Doctors' leaders have today called upon the three main political parties to draw up plans outlining how they will make their profession less elitist. Medicine has a proud tradition of training ethnic minorities dating back decades, whereas until the 1980s there was not a single black, Asian, nor openly gay MP in parliament, and so few women that the advent of all-women shortlists was necessary. About a third of all politicians were educated privately (7% of the population are educated there), with almost half of the Conservatives' ranks hailing from fee-paying schools (not all, however, went to Eton, although in 1966 when 81% went to private school a lot probably did). The BMA have therefore announced that they feel MPs would be well-served by taking as an example the medical schools around the country which are working to improve the representation of the communities they serve among the doctors they train.

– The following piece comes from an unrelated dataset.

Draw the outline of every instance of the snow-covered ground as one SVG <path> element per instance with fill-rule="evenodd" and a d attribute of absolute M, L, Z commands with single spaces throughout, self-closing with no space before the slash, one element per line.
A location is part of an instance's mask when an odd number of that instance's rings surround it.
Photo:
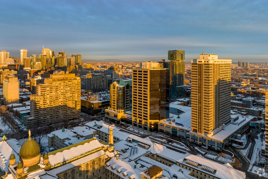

Not really, alas. In a display of rank hypocrisy which is up there with the worst of them, unnamed "ministers" have told doctors, lawyers, and accountants they have to draw up plans for making their professions less elitist. That's doctors et al have to make their own professions less elitist - not MPs'.
Alan Milburn appears to be the architect of this nonsense, and although his own credentials fit the bill (raised by a single mother, working-class background), his eagerness to sell the healthcare system out from under the feet of the public by taking 30k a year from private healthcare firms makes one rather question his judgement. Do any of these firms provide private medical education, one wonders?
The best thing about this pitiful pre-election vote-grab? The BMA raised this issue in 2004, urging MPs to back an early day motion to the effect that medicine should not be an elitist profession. Six years later, Alan and the largely privately-schooled oafs in Westminster have adjusted the plank on one eye, noticed that several medical schools (notably King's College London) have already begun transforming their admissions policies, and have told doctors' leaders that doctors need to come from a wider range of social backgrounds.
We know. We told you so six years ago. Back to your port, cigars, extraordinarily long holidays, and your lucrative taking of the shill from the private sector.